Elections were held in the organized municipalities in the Nipissing District of Ontario on October 25, 2010 in conjunction with municipal elections across the province.

Bonfield
The election in Bonfield was won by Randall McLaren, a longtime member of the municipal council.

Calvin
Incumbent mayor Wayne Brown was re-elected in Calvin over challenger Rocky Edmonds.

Chisholm
Chisholm was one of a number of municipalities in the region whose mayors were acclaimed to office.

East Ferris
Incumbent mayor Bill Vrebosch was handily re-elected in East Ferris. All four incumbent councillors — Rick Champagne, Dan Corbeil, Terry Kelly and Robert Point — won by acclamation.

Mattawa
Incumbent mayor Dean Backer won re-election in Mattawa.

Mattawan
No elections took place in the township of Mattawan, as the entire council was acclaimed into office.

North Bay

Mayor
Al McDonald, a former city councillor and MPP for the city of North Bay, was elected with nearly 87 per cent of the vote to succeed retiring mayor Vic Fedeli.

City Council
All 10 members of North Bay City Council are elected at-large. As the top finisher in the city council election, Peter Chirico will serve as deputy mayor.

Papineau-Cameron
Papineau-Cameron was one of a number of municipalities in the region whose mayors were acclaimed to office.

South Algonquin
South Algonquin was one of a number of municipalities in the region whose mayors were acclaimed to office.

Temagami
Town clerk John Hodgson won the mayoralty of Temagami, defeating incumbent mayor Ike Laba and two other challengers.

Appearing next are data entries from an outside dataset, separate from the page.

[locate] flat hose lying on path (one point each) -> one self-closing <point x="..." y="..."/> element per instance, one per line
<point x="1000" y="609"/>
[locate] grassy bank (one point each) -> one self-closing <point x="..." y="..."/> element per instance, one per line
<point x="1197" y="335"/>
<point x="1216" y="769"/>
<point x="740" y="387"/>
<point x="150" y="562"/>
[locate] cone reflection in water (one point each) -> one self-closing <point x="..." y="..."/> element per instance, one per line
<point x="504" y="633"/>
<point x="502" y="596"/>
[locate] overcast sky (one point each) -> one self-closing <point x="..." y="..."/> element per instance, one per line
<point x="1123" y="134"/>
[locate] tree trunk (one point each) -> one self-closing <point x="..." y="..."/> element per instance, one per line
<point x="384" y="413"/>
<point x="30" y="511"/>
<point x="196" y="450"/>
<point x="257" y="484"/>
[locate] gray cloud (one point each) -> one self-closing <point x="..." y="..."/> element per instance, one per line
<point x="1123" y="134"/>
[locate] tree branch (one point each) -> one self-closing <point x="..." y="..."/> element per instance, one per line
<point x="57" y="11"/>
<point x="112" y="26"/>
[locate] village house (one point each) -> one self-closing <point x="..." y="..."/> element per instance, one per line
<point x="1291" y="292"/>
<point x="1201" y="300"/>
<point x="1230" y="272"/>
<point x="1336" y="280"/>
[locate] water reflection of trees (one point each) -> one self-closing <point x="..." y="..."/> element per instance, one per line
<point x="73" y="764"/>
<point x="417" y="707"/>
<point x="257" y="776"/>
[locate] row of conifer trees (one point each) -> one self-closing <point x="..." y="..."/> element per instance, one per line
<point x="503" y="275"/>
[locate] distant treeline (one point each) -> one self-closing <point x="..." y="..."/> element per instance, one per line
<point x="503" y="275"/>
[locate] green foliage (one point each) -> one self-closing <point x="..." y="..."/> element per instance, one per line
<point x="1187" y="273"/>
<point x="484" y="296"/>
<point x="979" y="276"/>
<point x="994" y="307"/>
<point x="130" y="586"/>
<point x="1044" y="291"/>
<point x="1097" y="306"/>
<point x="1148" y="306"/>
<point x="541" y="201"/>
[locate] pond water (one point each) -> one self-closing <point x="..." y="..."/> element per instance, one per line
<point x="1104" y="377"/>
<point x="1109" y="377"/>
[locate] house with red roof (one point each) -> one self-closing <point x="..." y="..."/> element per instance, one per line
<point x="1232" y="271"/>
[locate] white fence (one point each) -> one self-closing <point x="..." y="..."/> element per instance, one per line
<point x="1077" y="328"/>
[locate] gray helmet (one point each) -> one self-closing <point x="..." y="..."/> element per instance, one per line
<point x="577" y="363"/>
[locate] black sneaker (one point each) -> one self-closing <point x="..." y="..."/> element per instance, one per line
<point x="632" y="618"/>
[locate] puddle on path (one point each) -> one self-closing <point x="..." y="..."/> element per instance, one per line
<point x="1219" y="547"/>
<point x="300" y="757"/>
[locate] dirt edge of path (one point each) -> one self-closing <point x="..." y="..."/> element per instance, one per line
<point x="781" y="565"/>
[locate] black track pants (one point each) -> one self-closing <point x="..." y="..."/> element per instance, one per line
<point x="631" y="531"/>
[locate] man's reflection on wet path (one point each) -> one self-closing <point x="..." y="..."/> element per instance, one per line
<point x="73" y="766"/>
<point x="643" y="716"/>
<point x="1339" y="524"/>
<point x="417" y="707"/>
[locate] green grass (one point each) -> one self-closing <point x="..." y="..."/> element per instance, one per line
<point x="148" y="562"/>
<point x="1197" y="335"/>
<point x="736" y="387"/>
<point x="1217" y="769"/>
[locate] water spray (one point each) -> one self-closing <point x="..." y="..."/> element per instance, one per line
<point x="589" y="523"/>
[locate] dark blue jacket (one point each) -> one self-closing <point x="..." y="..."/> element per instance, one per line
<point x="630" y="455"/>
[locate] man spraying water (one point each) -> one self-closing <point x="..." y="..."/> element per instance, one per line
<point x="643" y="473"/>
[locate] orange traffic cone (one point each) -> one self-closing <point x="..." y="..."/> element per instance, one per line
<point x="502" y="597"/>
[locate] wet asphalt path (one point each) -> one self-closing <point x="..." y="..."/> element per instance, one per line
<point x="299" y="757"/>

Sam Barnes, Lorie Hunter, Paul Middleton, Debby Burrows, Deborah Charyna and John Kenrick will serve on council.

West Nipissing
West Nipissing was one of a number of municipalities in the region whose mayors were acclaimed to office. Denise Brisson, Guilles Tessier, Guy Fortier, Leo Malette, Don Fortin, Jamie Restoule, Paul Finley and Normand Roberge were elected to council.